DISCLAIMER: TODO LO QUE ESTÁ ESCRITO EN ESTE FIC NO ES OBRA MÍA, ES DE NEKO-NYA. LA TRADUCCIÓN LA HICE YO. LOS PERSONEJES NO NOS PERTENECEN TAMPOCO, SON DE FUJIMAKI TADOSHI.
Espero... Lo disfruten tanto como yo traduciéndolo...
Yellow
Capitulo III
Después de terminar la última de sus hamburguesas, los dos se dirigieron al Hospital de la Universidad de Tokio. Kuroko observó el lugar. "Kagami-kun, tal vez tengas que hacerte daño para que tengamos una legítima razón para ver a Midorima-kun."
Él frunció el ceño e hizo crujir sus nudillos de modo amenazante. "¡Oye, yo soy el detective aquí! No puedo arriesgarme a sufrir alguna herida mientras estoy en el caso. ¿Qué tal si te golpeo en la cara con bastante fuerza para que te pongas daltónico, idiota sádico? Esa si sería una 'buena razón para ver a Midorima-kun', ¿no crees eso tú?"
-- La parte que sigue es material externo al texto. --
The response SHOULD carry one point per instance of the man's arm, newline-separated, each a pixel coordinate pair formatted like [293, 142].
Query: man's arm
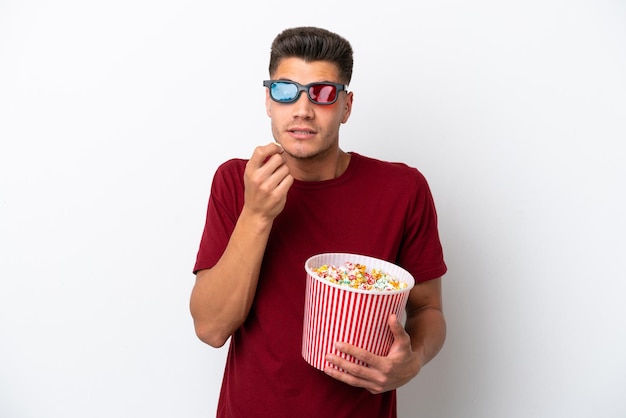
[222, 295]
[414, 345]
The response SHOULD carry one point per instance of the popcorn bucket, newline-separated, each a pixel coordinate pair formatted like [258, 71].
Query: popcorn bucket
[334, 312]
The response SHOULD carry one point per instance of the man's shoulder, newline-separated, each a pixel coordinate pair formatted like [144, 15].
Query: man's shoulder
[386, 167]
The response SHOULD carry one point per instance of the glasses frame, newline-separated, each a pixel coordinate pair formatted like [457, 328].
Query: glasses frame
[305, 88]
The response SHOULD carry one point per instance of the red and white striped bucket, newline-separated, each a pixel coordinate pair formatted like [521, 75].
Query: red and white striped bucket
[334, 312]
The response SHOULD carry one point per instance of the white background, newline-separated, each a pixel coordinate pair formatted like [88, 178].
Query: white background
[114, 116]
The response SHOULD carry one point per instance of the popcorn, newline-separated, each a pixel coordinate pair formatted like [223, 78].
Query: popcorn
[356, 276]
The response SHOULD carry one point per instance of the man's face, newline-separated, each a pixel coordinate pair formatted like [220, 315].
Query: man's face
[307, 130]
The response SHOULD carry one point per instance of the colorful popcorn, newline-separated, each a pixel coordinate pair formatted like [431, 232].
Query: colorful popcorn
[357, 276]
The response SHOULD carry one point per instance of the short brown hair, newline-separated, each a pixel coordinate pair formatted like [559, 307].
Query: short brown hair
[313, 44]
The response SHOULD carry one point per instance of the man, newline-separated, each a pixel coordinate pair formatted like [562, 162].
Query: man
[294, 198]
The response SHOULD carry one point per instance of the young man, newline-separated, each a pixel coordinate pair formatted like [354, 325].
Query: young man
[295, 198]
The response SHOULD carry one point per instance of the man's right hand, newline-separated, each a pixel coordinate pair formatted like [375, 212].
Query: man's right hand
[266, 181]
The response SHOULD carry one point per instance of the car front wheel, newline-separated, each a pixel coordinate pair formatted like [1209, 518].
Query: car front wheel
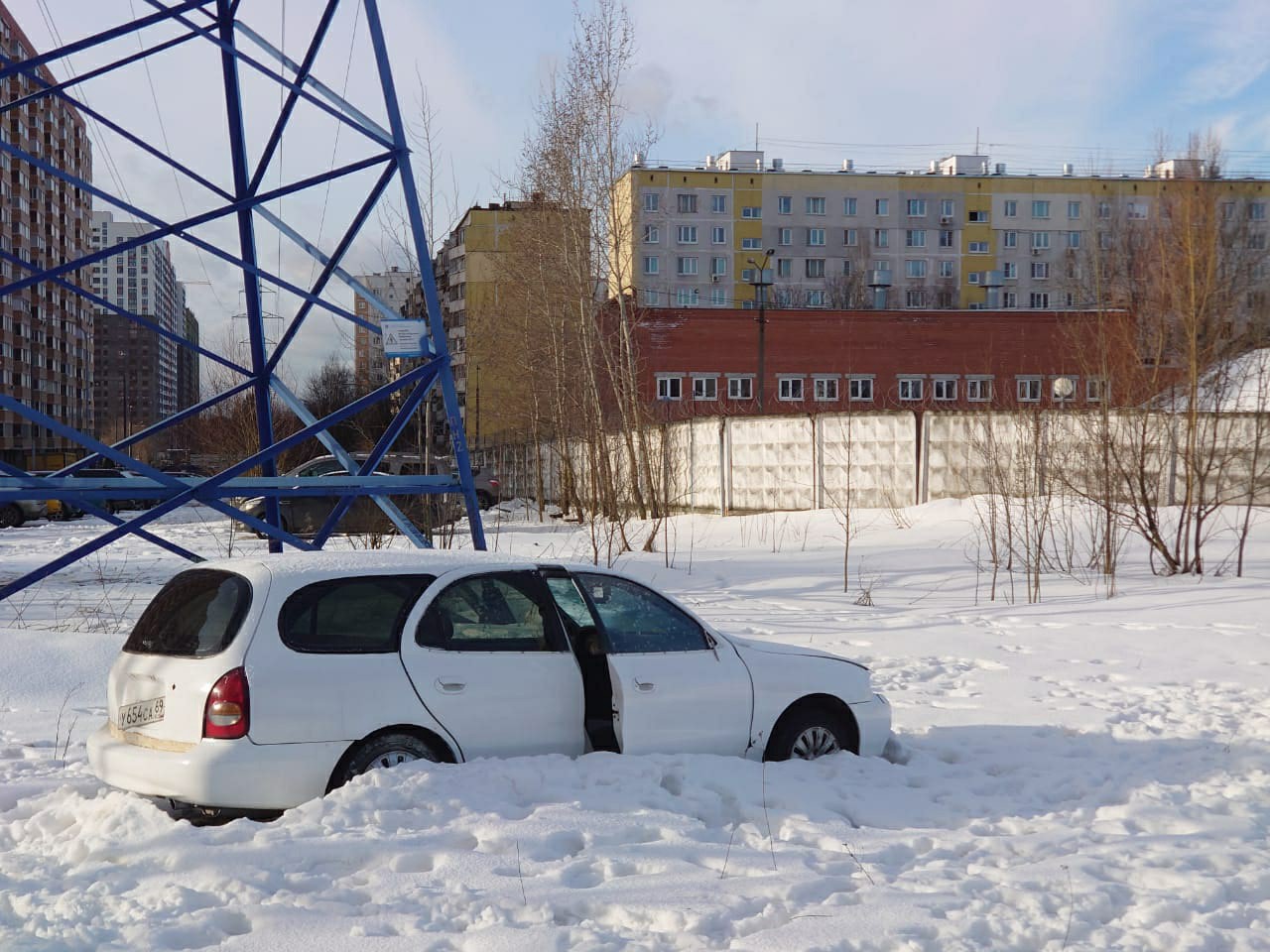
[385, 751]
[808, 734]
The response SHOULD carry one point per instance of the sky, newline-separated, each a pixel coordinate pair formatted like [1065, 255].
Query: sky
[890, 85]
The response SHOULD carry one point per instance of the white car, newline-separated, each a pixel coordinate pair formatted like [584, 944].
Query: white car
[258, 684]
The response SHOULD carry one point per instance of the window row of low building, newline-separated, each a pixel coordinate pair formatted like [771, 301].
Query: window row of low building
[865, 388]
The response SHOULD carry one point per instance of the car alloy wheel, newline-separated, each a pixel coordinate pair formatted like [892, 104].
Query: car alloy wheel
[815, 742]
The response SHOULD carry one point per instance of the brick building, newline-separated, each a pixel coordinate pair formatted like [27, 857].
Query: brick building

Jugando con su móvil, el más pequeño no se molestó en mirar hacia arriba. "Tendré que rechazar tu propuesta. Además, creo que es ilegal para los guardianes de la ley atacar a civiles inocentes como yo. Mira, Kagami-kun, ya estamos aquí."
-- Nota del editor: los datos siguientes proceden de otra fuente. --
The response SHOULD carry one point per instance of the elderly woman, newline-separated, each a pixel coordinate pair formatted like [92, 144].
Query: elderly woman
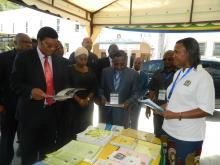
[191, 98]
[81, 107]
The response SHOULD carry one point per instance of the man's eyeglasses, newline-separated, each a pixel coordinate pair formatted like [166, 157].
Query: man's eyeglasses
[50, 46]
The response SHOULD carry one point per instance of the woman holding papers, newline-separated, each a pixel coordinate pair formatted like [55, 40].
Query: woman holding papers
[79, 115]
[191, 98]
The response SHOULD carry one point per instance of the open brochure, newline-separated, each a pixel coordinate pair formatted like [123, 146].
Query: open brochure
[114, 105]
[151, 104]
[65, 94]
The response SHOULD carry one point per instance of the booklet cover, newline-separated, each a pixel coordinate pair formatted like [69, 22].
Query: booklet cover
[124, 141]
[64, 157]
[151, 150]
[94, 135]
[114, 128]
[141, 135]
[129, 157]
[88, 152]
[151, 104]
[65, 94]
[107, 162]
[106, 151]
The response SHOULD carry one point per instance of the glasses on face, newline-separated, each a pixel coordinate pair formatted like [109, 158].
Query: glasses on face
[50, 45]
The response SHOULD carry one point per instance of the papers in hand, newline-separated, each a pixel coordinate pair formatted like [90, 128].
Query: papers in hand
[114, 105]
[65, 94]
[151, 104]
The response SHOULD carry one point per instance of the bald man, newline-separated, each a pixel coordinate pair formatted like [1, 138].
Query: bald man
[92, 58]
[8, 100]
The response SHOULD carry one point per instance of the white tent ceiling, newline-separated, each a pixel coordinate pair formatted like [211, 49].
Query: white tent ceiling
[126, 12]
[131, 12]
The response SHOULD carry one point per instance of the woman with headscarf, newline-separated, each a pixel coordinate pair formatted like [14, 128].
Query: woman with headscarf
[80, 111]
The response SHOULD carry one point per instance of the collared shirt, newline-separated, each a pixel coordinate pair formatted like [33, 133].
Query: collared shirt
[42, 59]
[195, 90]
[110, 60]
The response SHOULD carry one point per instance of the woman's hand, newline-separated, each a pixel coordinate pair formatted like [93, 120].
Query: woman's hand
[170, 115]
[148, 112]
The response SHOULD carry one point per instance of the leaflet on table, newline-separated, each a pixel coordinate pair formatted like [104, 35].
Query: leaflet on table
[88, 152]
[114, 105]
[150, 149]
[116, 129]
[65, 94]
[124, 141]
[151, 104]
[129, 157]
[94, 135]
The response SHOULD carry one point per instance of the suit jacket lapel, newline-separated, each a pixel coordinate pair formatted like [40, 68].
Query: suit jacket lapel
[111, 81]
[123, 76]
[54, 66]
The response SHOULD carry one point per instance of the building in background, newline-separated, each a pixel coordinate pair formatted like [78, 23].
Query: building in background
[146, 44]
[29, 21]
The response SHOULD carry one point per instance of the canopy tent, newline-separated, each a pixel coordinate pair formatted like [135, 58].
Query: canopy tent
[150, 15]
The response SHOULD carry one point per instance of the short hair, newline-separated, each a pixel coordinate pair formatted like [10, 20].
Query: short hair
[192, 49]
[33, 40]
[169, 52]
[120, 53]
[47, 32]
[112, 47]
Dejando salir un jadeo irritado, no quería molestarse en refutar y siguió al otro dentro del hospital. Los ojos rojos observaron como el otro varón se paró frente al mostrador, había una mujer detrás del escritorio, el cual estaba lleno con papeles que parecían ser del trabajo. Después de un rato de espera para que la recepcionista se diera cuenta de que estaba Kuroko frente a ella, haciendo su mejor expresión llena de seriedad, Kagami caminó hacia el mostrador. La mujer inmediatamente notó lo alto de su estatura y levantó la mirada de su trabajo. "¿Sí? ¿en qué puedo ayudarle?"
Con la mayor discreción que pudo, le envió a su compañero temporal una sonrisa triunfante que le brindó un gesto enfurruñado. El detective replicó, "Sí, estamos en busca del Doctor Midorima, ¿Podría dirigirnos a su oficina, por favor?"
La mujer pestañeó por un momento, no entendiendo bien por qué hablaba en plural hasta que finalmente notó al otro joven de pie al lado de Kagami, dando un respingo. Asintiendo rápidamente, apuntó el camino a través del vestíbulo. "¡Claro! Está dos pisos arriba. Pueden tomar el ascensor que está allí. Cuando salgan van hacia la izquierda y su oficina estará a su derecha. Les recomiendo apresurarse, creo que saldrá pronto."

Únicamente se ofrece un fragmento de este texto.